Patti LuPone & Brotherly Love sing out on Philly Pride Day
Verizon Hall, Philadelphia
June 9, 2019

Patti LuPone sauntered on the Verizon Hall stage on Philly Pride Day in strappy black heels and stylish cocktail dress circa 60s de La Renta and launched into Cole Porter’s “Please Don’t Monkey With Broadway” rarely sung anymore in anybody’s repertory, but this audience knew it and were already hooked. “I’ve seen theaters torn down… and sage old 42nd St. turned into the Disney walk of shame.” Fasten your seatbelts, it’s going to be a full-throated diva shady night.
Accompanied on a Steinway is the gifted arranger and show tune piano virtuoso Joseph Thalken for close to 2 hours, LuPone still has a ball with her audience, just don’t get out a cellphone or a camera or there will be a theater rumble to this side of “West Side Story.” And speaking of that show, she told the audience that she always wanted to play either female lead in that show, so in her concert rep she sings both in ‘A Boy Like That’ a vocal switch-blade duel, with Patti the mezzo-lethal Anita and Patti the virginal soprano Maria. True theater high camp gold.
LuPone also sang her favorite songs from that early Bernstein/Sondheim score- Like many singers, struggled with those tricky time signatures and descending notes of “Something Coming” but made up for it with her sumptuous vocal power on “Somewhere” which she admitted is a song that is always emotional for her to get through.

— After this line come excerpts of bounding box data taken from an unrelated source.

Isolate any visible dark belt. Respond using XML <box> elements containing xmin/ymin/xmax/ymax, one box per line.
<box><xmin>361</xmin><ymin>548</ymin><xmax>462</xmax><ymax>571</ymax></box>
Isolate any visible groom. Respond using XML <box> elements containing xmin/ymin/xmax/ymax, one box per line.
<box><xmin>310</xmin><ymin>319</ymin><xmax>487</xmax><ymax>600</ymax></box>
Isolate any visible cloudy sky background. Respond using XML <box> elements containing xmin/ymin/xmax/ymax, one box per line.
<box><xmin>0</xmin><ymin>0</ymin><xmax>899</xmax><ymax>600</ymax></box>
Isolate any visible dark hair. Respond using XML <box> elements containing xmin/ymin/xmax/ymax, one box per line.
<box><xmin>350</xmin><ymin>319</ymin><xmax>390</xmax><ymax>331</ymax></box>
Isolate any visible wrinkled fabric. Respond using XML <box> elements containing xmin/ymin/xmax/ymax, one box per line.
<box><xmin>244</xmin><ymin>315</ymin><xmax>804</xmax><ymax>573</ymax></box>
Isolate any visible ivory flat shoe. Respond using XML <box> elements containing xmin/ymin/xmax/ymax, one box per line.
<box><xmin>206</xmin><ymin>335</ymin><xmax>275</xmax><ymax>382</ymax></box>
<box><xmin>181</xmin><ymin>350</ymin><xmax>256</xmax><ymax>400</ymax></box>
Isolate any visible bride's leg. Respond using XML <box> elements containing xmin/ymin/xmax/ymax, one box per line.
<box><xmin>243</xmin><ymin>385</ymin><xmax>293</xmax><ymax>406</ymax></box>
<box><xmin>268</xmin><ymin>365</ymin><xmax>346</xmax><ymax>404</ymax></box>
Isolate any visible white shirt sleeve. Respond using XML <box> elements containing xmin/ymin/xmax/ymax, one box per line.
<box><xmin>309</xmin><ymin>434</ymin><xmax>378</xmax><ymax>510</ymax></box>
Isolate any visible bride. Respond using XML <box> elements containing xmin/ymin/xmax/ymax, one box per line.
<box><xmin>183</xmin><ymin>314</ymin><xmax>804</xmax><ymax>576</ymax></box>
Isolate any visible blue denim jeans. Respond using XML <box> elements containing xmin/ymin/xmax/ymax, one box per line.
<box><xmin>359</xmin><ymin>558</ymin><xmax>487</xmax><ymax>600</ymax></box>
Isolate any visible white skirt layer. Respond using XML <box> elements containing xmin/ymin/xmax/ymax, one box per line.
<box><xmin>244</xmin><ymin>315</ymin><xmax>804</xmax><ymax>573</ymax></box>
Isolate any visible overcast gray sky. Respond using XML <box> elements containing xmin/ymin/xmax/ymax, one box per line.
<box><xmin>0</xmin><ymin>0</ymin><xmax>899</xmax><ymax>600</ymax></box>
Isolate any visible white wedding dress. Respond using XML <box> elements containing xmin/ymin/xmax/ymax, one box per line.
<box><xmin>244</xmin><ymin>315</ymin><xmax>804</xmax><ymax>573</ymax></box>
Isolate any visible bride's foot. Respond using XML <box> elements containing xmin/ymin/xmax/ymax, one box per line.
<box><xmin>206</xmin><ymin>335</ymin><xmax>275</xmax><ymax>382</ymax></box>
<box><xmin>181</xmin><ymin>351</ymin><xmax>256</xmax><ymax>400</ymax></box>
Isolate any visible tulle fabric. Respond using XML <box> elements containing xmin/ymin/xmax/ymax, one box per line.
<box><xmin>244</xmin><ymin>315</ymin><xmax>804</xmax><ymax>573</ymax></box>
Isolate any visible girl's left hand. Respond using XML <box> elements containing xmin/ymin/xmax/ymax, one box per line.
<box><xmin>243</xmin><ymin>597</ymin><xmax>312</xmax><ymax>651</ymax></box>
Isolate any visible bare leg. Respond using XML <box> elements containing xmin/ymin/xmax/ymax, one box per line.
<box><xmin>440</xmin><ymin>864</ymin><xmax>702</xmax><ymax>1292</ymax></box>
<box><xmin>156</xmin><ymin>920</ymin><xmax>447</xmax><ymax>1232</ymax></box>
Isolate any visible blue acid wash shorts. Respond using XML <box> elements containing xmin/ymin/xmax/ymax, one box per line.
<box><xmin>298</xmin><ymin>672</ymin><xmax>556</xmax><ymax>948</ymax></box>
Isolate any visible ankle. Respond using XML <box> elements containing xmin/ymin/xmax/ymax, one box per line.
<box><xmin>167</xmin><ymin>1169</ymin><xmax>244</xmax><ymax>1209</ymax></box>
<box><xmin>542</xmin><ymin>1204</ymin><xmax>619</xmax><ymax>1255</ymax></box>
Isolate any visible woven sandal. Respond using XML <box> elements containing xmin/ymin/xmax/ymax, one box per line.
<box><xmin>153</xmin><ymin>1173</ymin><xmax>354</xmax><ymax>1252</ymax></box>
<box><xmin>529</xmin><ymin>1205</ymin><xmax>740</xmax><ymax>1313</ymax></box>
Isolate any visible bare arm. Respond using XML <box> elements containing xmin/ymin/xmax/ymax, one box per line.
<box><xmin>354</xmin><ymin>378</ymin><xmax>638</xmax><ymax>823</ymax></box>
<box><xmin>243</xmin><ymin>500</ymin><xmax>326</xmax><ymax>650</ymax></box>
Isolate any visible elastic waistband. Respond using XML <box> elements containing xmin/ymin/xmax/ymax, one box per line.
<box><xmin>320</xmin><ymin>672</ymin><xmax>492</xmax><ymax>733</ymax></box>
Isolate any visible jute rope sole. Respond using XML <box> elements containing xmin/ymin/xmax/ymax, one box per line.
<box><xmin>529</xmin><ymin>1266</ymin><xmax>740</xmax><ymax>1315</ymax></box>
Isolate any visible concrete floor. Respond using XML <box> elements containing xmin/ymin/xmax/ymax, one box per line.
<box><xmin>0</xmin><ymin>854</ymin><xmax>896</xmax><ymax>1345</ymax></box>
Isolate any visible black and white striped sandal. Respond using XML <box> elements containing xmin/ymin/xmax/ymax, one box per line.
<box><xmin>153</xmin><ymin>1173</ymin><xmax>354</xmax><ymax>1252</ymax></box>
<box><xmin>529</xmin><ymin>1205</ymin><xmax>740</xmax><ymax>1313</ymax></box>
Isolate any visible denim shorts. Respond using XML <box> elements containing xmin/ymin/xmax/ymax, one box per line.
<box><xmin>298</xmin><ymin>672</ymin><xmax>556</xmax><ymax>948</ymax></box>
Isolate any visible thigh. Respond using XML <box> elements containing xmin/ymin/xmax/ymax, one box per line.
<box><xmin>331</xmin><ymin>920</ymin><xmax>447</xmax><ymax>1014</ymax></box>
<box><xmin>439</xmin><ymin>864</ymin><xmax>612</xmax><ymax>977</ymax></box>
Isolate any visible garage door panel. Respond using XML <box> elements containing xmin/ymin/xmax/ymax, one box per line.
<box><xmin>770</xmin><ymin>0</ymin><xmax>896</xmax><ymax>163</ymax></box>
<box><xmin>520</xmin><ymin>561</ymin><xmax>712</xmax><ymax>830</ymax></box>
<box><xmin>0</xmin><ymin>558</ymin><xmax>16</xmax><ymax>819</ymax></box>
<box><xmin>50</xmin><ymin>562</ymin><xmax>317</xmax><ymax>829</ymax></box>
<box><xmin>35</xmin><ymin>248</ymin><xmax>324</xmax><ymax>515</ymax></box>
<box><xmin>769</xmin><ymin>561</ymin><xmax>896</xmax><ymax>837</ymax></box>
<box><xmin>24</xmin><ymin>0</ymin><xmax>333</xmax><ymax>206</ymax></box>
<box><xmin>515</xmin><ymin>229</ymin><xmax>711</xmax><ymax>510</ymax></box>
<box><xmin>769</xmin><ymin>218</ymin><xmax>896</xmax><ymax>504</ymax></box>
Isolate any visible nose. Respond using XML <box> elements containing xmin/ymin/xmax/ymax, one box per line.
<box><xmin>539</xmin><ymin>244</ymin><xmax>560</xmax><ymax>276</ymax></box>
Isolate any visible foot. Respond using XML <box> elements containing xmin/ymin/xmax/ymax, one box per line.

LuPone still has a dyed in the curtain call Broadway belter delivery, even if she now makes, at 70, some upper range adjustments.
Hilariously recreating her first singing role on as one of the hookers in Sweet Charity, singing ‘Big Spender” but, at saying that at 17, she didn’t realize what it was really about. LuPone recreates herself doing the number in hilarious deadpan, Fosse flexing her hand on the mic stand and slumping her torso, by the final notes though, she was blowing the hall away.
She sang many songs from shows she was in, especially in her pre-Evita days, but she didn’t get to sing until now. One that should have been a hit for her is “Meadowlark” by from Stephen Swartz’s show The Baker’s Wife, which closed in two days. But she sang a rousing version of “Lot of Livin’” from “Bye, Bye Birdie” and quiet drama to “Easy To Be Hard” from “Hair” ..(How can people have no feelings How can they ignore their friends Easy to be proud Easy to say no..)
LuPone soared on “Some People” from Gypsy, without over-singing, its already bombastic luster. And that was her warmup for the role that sealed her star in London and Broadway, “Don’t Cry For Me Argentina.” Thalken’s stellar piano intro setting the scene and somehow sounding like a full orchestra, as LuPone gazed over the audience in character as Evita and proceeded to devastate the concert hall with her vocal command. She created the role of Eva Peron on Broadway in 1979 and she still owns it.
It was Pride Day in Philly and the 12- member Brotherly Love ensemble from The Philadelphia Gay Men’s Chorus joined her for the second set. She launched into ‘Trouble in River City’ from Music Man with the men exaggerating her call and response chorale reactions over the town delinquents who are not following the straighter straight narrow.
The finale of songs from Stephen Sondheim and it is impressive that she doesn’t sing them the same way twice is in the moment with the song, this pianist and this audience. A fast tempo ‘Another Hundred People’ from Company sung with the sharpest edge and “Not While I’m Around” from “Sweeney Todd” was sung as a resistance anthem to a troubled world. Gorgeous. “Being Alive” will always be a showstopper for LuPone, and it was in Verizon Hall too. What tops that, only one encore with Patti wielding a martini and toasting triumphantly “The Ladies Who Lunch.” But on this Philly Pride Day, another highlight was “Sleepy Man” a vintage chorale lullaby from a forgotten show called “The Robber Bridegroom.” Patti’s back to the audience as she sang lovingly to the PGMC choristers “Always love my dear…I’m right here.” The many theater queens in the audience were feeling the love righteously from one legendary Broadway Baby.